Registration is required. RSVP by Monday, April 5, 2021. This event will be live-streamed.
Changing Behavior to Fight Racism and Bias
To change systemic inequalities in our society requires us not only to recognize the impact of racism and white toxicity, but also to work toward fundamental changes to dismantle harmful systems and work together for a different future. This virtual event will guide us toward recognizing the harm that racism causes to humanity, and points us to individual and collective solutions to this crisis.
In this virtual Stavros Niarchos Foundation Brain Insight Lecture Series event, we will hear two 15-minute talks from experts at Columbia University whose research focuses on recognizing and reducing social inequalities due to racism. Dr. Dana E. Crawford, clinical psychologist and Scholar-in-Residence at Columbia’s Zuckerman Institute, will talk about how we must view anti-racism work as humanitarianism, impacting all of humanity with particularly prominent devastation levels in the United States. She will discuss how we can reduce the impact of racism and white toxicity, including through her internal processing model, “LET UP.” Dr. Courtney D. Cogburn, Associate Professor of Social Work at Columbia University, will speak about how the Covid-19 pandemic and subsequent uprisings sparked by ongoing racial violence have exposed some of the deepest and most persistent inequalities in our society. Centering the critical importance of directly engaging anti-Black racism, Dr. Cogburn will invite us to not only evaluate how we correct harmful systems but to fundamentally expand and reimagine the possibilities of our collective futures.

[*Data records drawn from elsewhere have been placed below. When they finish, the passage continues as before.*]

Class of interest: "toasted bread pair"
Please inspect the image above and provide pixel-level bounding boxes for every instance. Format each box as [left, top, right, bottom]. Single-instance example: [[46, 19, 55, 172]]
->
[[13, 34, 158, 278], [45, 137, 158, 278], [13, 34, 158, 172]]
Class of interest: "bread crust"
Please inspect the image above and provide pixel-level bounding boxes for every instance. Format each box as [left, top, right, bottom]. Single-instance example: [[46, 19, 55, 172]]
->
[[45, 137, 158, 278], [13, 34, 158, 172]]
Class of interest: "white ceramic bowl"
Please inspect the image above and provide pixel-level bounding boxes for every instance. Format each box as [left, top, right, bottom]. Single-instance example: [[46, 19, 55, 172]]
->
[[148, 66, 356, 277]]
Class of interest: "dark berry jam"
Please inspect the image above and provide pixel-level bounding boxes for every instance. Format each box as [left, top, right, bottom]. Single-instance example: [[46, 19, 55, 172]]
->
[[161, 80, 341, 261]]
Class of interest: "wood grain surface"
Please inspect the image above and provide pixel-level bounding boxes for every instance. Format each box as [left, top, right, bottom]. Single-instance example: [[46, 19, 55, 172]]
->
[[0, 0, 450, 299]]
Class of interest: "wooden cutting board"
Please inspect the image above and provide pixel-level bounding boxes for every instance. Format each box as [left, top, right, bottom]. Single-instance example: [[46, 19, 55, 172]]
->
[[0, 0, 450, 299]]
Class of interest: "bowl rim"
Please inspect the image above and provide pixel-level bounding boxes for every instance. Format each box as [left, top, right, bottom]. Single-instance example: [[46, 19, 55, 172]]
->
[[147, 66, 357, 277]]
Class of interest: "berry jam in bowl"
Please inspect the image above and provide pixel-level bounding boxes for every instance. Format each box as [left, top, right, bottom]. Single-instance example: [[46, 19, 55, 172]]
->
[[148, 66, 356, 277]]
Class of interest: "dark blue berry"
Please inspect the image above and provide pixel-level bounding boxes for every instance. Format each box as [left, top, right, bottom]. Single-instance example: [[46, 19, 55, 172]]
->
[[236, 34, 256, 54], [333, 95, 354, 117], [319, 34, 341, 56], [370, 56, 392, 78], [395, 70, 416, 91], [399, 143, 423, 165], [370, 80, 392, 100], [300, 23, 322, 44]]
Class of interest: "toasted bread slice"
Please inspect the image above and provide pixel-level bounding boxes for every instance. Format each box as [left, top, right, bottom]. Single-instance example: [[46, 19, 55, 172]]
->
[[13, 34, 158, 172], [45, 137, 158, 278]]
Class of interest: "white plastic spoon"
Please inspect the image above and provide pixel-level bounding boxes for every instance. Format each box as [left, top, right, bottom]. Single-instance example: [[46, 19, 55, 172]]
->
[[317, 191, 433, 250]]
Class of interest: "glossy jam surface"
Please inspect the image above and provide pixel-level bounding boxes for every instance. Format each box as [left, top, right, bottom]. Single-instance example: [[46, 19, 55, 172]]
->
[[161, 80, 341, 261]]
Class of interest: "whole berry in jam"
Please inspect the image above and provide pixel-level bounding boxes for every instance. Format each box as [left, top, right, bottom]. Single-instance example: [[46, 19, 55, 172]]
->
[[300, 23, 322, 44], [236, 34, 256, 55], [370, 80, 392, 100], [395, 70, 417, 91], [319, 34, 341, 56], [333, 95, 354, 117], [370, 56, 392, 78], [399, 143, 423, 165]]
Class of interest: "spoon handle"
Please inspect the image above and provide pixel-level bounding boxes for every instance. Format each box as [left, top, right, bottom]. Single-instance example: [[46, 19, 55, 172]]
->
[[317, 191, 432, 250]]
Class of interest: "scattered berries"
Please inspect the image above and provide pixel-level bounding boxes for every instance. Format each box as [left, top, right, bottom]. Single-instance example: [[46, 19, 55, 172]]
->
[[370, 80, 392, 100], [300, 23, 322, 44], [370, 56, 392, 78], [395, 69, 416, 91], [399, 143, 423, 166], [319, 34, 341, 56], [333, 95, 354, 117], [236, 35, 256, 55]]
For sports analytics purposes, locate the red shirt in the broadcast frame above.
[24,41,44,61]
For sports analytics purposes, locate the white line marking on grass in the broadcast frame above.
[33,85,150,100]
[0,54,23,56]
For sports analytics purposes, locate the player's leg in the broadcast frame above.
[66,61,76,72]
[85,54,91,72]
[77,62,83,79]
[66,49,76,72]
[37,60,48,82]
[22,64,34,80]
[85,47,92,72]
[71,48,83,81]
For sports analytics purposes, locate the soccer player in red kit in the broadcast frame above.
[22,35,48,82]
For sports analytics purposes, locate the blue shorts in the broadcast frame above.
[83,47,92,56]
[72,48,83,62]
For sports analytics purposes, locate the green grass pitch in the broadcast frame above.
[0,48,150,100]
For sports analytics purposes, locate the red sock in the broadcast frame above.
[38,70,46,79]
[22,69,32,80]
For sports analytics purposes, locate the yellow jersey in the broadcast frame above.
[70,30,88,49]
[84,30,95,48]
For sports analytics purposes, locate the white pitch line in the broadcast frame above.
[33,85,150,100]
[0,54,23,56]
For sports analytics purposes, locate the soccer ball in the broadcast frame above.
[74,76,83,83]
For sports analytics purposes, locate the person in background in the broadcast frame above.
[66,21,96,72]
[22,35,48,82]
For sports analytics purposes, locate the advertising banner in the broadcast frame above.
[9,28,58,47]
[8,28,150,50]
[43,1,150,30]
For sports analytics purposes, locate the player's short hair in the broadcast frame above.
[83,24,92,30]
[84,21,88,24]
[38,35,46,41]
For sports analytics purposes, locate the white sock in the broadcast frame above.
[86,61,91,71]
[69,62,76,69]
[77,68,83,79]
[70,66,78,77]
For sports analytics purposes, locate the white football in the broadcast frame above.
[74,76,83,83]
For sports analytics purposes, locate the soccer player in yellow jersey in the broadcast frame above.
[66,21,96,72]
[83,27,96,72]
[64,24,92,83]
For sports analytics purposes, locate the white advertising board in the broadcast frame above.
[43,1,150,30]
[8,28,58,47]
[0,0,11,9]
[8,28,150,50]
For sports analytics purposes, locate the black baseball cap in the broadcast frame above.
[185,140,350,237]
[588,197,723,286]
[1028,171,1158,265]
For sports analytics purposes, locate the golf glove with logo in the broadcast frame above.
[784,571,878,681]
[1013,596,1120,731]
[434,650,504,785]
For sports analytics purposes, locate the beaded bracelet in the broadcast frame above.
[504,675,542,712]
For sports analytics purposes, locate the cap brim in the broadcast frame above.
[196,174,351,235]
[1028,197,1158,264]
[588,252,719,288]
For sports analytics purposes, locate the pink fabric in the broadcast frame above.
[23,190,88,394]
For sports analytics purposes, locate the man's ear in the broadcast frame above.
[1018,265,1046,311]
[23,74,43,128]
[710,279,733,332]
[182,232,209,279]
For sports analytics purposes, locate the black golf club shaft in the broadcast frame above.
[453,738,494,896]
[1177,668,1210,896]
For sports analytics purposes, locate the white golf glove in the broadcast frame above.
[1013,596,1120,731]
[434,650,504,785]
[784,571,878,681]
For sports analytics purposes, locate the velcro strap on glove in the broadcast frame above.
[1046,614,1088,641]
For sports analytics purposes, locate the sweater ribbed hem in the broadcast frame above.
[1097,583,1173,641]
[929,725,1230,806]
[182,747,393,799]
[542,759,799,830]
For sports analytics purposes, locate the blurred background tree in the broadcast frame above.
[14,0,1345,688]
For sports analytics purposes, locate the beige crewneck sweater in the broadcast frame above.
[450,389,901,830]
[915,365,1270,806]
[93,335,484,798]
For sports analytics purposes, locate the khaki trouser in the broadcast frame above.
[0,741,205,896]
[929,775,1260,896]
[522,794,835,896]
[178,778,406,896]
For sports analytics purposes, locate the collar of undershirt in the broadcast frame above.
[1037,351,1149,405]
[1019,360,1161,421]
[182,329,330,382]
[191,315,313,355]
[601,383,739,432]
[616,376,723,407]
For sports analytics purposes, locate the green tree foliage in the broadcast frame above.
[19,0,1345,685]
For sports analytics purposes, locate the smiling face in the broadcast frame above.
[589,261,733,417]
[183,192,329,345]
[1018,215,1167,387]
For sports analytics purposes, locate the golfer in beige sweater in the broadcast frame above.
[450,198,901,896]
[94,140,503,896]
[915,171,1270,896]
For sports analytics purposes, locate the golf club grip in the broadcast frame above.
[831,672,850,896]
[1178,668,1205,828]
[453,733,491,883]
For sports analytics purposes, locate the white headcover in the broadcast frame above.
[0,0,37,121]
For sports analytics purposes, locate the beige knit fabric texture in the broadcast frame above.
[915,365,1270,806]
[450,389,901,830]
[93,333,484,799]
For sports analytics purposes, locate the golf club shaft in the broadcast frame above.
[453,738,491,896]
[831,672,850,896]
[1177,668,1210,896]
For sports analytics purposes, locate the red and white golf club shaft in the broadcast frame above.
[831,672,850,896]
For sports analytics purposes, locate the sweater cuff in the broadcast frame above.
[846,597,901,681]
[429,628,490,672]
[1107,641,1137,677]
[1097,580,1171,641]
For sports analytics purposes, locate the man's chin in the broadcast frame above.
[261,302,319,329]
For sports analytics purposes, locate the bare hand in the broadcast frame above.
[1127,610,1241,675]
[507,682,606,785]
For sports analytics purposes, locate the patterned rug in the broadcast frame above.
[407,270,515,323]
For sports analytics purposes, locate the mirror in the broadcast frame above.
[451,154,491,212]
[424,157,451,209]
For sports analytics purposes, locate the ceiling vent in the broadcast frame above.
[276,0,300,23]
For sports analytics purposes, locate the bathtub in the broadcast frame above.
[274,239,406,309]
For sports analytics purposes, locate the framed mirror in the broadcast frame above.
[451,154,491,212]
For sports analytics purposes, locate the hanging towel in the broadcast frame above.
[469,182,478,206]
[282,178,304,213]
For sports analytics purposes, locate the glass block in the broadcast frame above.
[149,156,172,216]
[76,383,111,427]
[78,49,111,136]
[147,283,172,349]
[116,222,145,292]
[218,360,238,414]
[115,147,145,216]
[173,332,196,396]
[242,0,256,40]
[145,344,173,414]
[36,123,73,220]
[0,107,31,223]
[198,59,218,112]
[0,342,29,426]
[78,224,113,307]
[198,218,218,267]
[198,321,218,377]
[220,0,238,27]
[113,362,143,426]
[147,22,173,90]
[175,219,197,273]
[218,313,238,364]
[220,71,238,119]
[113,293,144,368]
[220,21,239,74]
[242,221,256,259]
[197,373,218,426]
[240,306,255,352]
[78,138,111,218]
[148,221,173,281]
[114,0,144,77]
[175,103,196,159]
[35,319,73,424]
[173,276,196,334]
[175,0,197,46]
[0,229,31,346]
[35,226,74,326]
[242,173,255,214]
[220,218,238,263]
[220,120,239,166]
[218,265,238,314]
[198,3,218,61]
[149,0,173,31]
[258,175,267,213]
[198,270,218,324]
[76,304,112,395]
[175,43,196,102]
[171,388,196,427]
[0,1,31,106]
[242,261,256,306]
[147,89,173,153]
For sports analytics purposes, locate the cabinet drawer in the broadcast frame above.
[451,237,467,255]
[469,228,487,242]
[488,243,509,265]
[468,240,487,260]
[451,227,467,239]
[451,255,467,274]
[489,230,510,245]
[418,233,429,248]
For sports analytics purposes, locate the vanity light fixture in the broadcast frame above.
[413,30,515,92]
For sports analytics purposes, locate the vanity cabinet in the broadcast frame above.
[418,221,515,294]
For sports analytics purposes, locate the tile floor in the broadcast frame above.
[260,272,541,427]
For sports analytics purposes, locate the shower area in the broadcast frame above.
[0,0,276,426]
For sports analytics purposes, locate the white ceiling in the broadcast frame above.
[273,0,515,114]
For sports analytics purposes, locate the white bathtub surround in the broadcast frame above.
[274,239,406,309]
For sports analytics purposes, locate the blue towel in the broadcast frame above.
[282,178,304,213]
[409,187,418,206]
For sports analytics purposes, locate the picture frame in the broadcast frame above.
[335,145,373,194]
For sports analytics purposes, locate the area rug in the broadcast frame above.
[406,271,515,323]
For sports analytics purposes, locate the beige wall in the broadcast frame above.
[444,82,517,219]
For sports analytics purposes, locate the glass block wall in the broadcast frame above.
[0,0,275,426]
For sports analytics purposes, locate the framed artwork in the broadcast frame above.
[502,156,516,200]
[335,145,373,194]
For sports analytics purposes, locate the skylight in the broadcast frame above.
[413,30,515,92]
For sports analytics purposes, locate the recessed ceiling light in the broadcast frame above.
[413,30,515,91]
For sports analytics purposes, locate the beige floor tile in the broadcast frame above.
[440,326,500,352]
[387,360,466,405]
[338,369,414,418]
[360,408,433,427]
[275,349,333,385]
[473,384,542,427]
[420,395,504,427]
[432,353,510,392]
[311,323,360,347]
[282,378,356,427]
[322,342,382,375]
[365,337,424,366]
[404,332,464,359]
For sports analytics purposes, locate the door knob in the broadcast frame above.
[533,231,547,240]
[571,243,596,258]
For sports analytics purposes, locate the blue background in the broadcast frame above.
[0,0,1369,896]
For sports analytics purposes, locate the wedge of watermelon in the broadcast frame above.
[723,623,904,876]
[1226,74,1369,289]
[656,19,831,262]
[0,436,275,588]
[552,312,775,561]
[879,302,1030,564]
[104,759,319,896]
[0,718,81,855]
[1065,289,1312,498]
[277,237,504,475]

Following the two talks, Dr. Ariel J. Mosley, postdoctoral researcher at Columbia University in the Columbia Social and Moral Cognition Lab, will then moderate a discussion with the speakers. Audience questions are welcomed, either submitted during registration or live during the event.
This talk is part of the Stavros Niarchos Foundation Brain Insight Lecture series, offered free to the public to enhance understanding of the biology of the mind and the complexity of human behavior. The lectures are hosted by Columbia’s Mortimer B. Zuckerman Mind Brain Behavior Institute and supported by the Stavros Niarchos Foundation.